You may request them by contacting us at:
Office of the Auditor General
2910 N. 44th Street, Suite 410 • Phoenix, AZ 85018 • (602) 553-0333
Additionally, many of our reports can be found in electronic format at:
www.azauditor.gov
Maricopa County
Report on Internal Control and Compliance
Year Ended June 30, 2009
Table of Contents Page
Report on Internal Control over Financial Reporting and on Compliance and
Other Matters Based on an Audit of Basic Financial Statements Performed in
Accordance with Government Auditing Standards
1
Schedule of Findings and Recommendations 3
County Response
Report Issued Separately
Comprehensive Annual Financial Report
2910 NORTH 44th STREET • SUITE 410 • PHOENIX, ARIZONA 85018 • (602) 553-0333 • FAX (602) 553-0051
DEBRA K. DAVENPORT, CPA
AUDITOR GENERAL
STATE OF ARIZONA
OFFICE OF THE
AUDITOR GENERAL WILLIAM THOMSON
DEPUTY AUDITOR GENERAL
Independent Auditors’ Report on Internal Control over Financial Reporting
and on Compliance and Other Matters Based on an Audit of Basic Financial
Statements Performed in Accordance with Government Auditing Standards
Members of the Arizona State Legislature
The Board of Supervisors of
Maricopa County, Arizona
We have audited the financial statements of the governmental activities, aggregate discretely presented
component units, each major fund, and aggregate remaining fund information of Maricopa County as of
and for the year ended June 30, 2009, which collectively comprise the County’s basic financial statements,
and have issued our report thereon dated December 22, 2009. Our report was modified to include a
reference to our reliance on other auditors. We conducted our audit in accordance with U.S. generally
accepted auditing standards and the standards applicable to financial audits contained in Government
Auditing Standards, issued by the Comptroller General of the United States.
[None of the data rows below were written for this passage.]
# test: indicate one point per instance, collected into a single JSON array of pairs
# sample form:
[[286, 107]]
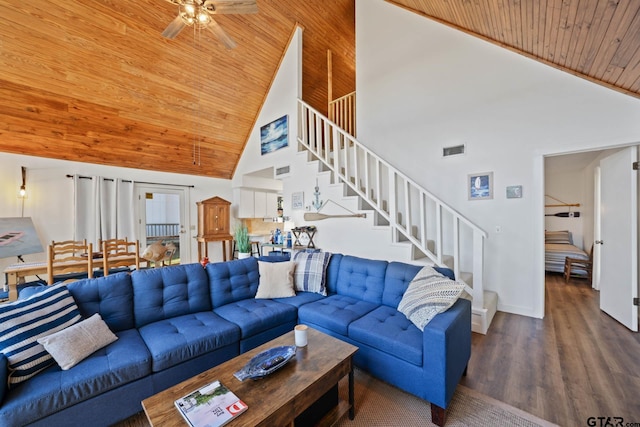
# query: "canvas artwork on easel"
[[18, 236]]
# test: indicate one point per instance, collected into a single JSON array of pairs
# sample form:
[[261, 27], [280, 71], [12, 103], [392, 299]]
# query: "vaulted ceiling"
[[94, 81], [598, 40]]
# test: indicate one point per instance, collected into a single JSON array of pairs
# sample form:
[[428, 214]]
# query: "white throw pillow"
[[276, 279], [428, 294], [72, 345]]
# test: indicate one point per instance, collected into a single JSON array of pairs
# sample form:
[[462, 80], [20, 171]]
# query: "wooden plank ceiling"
[[598, 40], [94, 81]]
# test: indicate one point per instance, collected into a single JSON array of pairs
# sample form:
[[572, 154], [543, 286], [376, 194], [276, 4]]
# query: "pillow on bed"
[[558, 237]]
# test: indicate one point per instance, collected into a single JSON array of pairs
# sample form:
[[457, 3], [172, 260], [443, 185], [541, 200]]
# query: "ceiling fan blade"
[[174, 28], [231, 6], [221, 34]]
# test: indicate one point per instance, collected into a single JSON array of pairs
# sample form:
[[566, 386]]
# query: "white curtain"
[[104, 209], [86, 215]]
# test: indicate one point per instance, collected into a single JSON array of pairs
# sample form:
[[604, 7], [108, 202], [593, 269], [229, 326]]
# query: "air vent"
[[453, 151], [284, 170]]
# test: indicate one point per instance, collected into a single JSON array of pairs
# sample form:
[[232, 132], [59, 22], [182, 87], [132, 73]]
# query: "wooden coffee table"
[[277, 399]]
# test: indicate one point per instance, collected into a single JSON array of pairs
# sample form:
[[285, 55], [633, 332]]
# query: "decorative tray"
[[266, 362]]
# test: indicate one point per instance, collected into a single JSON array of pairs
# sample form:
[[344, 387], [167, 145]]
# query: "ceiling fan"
[[200, 13]]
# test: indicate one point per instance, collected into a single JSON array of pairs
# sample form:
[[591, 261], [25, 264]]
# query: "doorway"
[[164, 220], [576, 178]]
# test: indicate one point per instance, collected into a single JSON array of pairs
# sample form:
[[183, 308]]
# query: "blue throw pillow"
[[311, 268], [24, 321]]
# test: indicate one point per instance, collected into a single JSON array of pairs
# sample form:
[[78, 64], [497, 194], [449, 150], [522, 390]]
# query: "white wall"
[[50, 196], [422, 86]]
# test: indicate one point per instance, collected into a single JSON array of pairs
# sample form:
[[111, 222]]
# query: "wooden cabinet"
[[214, 224]]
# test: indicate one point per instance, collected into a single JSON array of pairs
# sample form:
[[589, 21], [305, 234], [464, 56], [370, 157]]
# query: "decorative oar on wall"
[[562, 204], [317, 216], [565, 214], [318, 204]]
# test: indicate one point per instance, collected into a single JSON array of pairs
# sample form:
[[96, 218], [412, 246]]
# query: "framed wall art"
[[297, 200], [514, 192], [480, 186], [274, 135]]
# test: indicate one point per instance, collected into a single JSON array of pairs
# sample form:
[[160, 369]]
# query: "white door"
[[163, 219], [597, 232], [619, 237]]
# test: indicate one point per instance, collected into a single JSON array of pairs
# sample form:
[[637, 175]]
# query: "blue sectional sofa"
[[175, 322]]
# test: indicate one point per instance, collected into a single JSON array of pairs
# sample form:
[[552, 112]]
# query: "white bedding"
[[555, 253]]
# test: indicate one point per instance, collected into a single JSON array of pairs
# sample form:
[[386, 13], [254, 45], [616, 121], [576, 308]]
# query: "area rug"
[[380, 404]]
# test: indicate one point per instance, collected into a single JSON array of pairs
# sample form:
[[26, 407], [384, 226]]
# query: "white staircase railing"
[[436, 230]]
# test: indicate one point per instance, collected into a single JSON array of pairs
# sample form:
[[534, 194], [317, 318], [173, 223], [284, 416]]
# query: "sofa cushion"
[[121, 362], [300, 299], [310, 274], [71, 345], [24, 321], [175, 340], [398, 277], [361, 278], [335, 312], [428, 294], [254, 316], [110, 296], [233, 280], [4, 374], [276, 279], [163, 293], [388, 330]]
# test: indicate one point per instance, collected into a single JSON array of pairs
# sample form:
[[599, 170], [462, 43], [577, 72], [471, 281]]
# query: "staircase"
[[437, 233]]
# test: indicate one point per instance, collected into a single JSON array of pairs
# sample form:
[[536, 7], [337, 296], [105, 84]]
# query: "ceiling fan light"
[[203, 18]]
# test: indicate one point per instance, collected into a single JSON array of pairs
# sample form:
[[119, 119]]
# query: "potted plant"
[[242, 242]]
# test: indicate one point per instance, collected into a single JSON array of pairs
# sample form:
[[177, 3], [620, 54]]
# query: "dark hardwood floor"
[[575, 363]]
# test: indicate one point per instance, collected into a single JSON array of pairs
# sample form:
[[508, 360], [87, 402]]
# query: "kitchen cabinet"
[[256, 204]]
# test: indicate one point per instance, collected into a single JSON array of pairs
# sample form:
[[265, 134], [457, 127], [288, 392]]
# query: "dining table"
[[17, 273]]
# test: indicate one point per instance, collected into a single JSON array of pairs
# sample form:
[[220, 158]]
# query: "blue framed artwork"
[[274, 135], [18, 236], [480, 186]]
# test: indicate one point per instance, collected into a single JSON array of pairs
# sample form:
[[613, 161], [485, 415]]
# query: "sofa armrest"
[[4, 376], [447, 349]]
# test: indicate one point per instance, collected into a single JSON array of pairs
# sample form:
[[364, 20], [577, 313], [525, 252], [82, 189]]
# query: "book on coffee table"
[[210, 406]]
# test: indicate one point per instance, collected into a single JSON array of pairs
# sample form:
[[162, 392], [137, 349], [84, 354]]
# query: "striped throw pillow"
[[311, 270], [23, 322], [428, 294]]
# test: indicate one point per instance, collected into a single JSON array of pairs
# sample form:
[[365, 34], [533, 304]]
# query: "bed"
[[557, 246]]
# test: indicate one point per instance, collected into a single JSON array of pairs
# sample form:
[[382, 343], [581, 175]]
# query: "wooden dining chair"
[[578, 267], [120, 253], [69, 259]]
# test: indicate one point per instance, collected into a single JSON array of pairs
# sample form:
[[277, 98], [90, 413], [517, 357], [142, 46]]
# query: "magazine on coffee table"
[[210, 406]]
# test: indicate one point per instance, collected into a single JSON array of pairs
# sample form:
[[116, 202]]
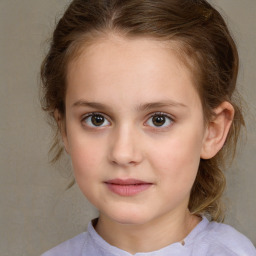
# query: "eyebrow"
[[140, 107]]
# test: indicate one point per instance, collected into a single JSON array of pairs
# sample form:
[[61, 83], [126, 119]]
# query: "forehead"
[[143, 65]]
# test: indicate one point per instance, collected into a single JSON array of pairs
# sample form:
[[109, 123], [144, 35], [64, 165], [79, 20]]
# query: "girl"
[[142, 92]]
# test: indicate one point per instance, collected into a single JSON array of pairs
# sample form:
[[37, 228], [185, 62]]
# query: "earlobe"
[[62, 129], [217, 130]]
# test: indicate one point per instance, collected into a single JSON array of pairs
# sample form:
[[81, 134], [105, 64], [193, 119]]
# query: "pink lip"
[[127, 187]]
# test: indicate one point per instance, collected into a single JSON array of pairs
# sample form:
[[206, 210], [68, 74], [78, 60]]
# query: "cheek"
[[177, 160], [86, 158]]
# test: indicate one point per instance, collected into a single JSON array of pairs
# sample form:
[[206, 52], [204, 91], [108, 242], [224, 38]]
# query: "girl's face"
[[134, 129]]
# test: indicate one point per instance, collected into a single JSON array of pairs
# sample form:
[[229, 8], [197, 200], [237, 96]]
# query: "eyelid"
[[170, 117], [90, 114], [161, 114]]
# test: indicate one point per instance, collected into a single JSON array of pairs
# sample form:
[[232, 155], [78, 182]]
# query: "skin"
[[127, 78]]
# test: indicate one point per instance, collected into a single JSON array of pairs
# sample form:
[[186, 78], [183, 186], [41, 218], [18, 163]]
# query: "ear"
[[217, 130], [62, 128]]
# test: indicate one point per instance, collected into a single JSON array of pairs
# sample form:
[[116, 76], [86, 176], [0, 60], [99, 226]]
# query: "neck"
[[147, 237]]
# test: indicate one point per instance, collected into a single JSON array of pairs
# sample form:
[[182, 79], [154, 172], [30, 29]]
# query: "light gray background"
[[36, 212]]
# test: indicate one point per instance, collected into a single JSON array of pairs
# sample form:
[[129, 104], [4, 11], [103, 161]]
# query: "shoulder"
[[72, 247], [223, 240]]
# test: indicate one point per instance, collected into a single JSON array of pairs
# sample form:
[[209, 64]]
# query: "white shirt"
[[206, 239]]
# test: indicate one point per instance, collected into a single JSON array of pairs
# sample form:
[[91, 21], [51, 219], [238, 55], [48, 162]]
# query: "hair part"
[[204, 44]]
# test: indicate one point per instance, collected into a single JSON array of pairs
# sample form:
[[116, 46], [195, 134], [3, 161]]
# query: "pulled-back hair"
[[205, 45]]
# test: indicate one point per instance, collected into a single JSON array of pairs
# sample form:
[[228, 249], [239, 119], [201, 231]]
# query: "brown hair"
[[204, 43]]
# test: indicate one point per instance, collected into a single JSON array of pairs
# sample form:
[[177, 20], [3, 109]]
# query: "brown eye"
[[158, 120], [95, 120], [98, 120]]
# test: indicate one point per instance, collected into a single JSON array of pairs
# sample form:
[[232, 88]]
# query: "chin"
[[130, 217]]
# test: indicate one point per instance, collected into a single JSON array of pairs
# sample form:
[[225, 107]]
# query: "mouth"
[[127, 187]]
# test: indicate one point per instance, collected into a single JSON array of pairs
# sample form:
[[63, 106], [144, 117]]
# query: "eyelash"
[[152, 115]]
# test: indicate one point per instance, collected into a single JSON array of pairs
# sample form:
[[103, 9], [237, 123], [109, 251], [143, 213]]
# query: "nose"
[[125, 147]]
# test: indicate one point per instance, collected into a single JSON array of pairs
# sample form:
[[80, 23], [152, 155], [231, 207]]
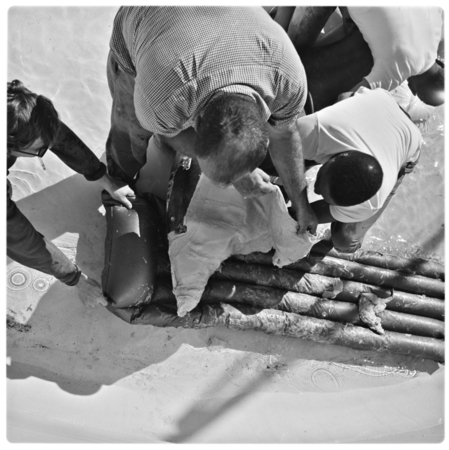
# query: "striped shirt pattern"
[[181, 56]]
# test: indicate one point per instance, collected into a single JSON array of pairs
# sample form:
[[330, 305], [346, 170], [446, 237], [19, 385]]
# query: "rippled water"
[[61, 53]]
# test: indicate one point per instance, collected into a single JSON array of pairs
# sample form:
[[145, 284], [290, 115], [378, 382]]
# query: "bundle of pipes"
[[315, 298]]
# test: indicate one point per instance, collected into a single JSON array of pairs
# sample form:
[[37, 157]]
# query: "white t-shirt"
[[370, 122], [403, 41]]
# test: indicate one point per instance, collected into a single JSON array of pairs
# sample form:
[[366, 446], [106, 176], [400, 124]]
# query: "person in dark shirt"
[[33, 128]]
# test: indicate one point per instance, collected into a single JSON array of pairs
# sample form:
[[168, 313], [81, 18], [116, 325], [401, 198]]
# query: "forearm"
[[286, 153], [70, 149], [29, 248], [183, 143]]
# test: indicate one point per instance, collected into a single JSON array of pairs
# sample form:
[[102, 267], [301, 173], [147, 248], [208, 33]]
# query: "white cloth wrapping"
[[221, 223]]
Other auditors audited the
financial statements of the Stadium District, Risk Management, Employee Benefits Trust, and the Housing
Authority of Maricopa County, as described in our report on the County’s financial statements. This report
includes our consideration of the results of the other auditors’ testing of internal control over financial
reporting and compliance and other matters that are reported on separately by those other auditors.
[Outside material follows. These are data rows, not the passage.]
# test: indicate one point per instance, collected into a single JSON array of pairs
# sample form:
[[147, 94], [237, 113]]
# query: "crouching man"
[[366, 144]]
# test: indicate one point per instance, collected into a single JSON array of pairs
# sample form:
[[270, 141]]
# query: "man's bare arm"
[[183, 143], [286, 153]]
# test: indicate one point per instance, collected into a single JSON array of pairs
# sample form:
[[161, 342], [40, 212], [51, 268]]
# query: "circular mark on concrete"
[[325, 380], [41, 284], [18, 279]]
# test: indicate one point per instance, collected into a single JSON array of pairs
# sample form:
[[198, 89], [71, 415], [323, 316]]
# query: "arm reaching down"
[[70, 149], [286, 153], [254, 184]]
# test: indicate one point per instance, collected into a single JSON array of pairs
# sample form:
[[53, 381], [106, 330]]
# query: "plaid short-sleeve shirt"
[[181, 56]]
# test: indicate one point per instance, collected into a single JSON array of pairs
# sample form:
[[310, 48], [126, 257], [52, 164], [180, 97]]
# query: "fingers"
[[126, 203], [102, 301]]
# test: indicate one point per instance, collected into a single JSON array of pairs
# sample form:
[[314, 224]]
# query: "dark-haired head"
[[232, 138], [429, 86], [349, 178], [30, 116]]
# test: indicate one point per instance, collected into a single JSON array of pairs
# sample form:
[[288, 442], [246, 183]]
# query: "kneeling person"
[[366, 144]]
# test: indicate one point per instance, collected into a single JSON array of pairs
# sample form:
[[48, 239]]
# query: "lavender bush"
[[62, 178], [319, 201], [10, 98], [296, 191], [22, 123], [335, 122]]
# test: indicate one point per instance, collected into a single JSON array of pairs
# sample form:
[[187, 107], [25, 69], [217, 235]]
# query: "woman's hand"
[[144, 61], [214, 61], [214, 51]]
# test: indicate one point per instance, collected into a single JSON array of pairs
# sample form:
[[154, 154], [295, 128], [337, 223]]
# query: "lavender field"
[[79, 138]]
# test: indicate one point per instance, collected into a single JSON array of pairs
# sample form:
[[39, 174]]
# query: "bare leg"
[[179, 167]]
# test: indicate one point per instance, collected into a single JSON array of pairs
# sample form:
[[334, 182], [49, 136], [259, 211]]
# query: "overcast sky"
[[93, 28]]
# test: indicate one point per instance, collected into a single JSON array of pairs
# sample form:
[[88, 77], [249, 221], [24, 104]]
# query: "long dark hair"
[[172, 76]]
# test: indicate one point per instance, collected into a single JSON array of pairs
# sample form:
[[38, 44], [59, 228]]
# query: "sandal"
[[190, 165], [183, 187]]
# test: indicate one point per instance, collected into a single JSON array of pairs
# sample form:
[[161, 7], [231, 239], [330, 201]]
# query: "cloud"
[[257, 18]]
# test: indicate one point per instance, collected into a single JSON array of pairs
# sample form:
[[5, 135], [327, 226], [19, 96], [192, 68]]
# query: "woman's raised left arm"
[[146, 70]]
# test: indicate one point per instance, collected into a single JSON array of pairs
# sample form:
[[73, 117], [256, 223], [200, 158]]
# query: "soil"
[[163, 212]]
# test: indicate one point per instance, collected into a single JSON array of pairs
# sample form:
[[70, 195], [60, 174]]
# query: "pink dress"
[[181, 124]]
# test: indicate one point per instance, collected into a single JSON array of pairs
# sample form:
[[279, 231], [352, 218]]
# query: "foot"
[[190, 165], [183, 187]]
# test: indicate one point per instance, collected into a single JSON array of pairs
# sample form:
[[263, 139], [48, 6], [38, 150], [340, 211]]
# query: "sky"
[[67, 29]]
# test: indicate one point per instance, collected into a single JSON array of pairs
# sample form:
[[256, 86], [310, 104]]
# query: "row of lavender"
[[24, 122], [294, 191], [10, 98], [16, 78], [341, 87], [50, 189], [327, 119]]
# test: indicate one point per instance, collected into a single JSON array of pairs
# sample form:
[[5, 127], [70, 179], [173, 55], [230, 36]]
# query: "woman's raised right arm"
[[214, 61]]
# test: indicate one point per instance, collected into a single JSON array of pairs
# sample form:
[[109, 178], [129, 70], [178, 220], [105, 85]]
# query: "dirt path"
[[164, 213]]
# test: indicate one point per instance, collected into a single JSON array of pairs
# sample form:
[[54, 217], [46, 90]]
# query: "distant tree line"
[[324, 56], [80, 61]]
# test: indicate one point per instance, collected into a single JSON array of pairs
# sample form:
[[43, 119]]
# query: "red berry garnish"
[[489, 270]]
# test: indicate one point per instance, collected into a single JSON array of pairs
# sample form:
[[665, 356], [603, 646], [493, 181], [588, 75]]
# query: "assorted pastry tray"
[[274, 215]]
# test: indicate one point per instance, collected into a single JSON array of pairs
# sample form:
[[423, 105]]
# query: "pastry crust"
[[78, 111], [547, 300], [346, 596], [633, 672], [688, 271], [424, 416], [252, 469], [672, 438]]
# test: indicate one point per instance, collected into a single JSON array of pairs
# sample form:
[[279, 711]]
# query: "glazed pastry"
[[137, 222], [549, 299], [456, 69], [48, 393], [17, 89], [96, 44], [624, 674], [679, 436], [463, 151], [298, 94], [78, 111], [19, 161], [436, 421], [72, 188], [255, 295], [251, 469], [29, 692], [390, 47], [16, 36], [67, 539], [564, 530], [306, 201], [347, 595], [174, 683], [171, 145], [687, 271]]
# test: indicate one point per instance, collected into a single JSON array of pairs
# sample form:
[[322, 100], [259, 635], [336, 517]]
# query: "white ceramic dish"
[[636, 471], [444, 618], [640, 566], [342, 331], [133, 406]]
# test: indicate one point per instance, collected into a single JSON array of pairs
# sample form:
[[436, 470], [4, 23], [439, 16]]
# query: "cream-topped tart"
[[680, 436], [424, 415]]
However, this report, insofar as it relates to the results of the other auditors, is based solely on the reports
of the other auditors.
Internal Control over Financial Reporting
In planning and performing our audit, we considered the County’s internal control over financial reporting
as a basis for designing our auditing procedures for the purpose of expressing our opinions on the basic
financial statements, but not for the purpose of expressing an opinion on the effectiveness of the County’s
internal control over financial reporting. Accordingly, we do not express an opinion on the effectiveness of
the County’s internal control over financial reporting.
Our consideration of internal control over financial reporting was for the limited purpose described in the
preceding paragraph and would not necessarily identify all deficiencies in internal control over financial
reporting that might be significant deficiencies or material weaknesses. However, as discussed below, we
identified certain deficiencies in internal control over financial reporting that we consider to be significant
deficiencies.
2
A control deficiency exists when the design or operation of a control does not allow management or
employees, in the normal course of performing their assigned functions, to prevent or detect
misstatements on a timely basis. A significant deficiency is a control deficiency, or combination of control
deficiencies, that adversely affects the County’s ability to initiate, authorize, record, process, or report
financial data reliably in accordance with generally accepted accounting principles such that there is more
than a remote likelihood that a misstatement of the County’s basic financial statements that is more than
inconsequential will not be prevented or detected by the County’s internal control. We consider items 09-
01 through 09-06 described in the accompanying Schedule of Findings and Recommendations to be
significant deficiencies in internal control over financial reporting.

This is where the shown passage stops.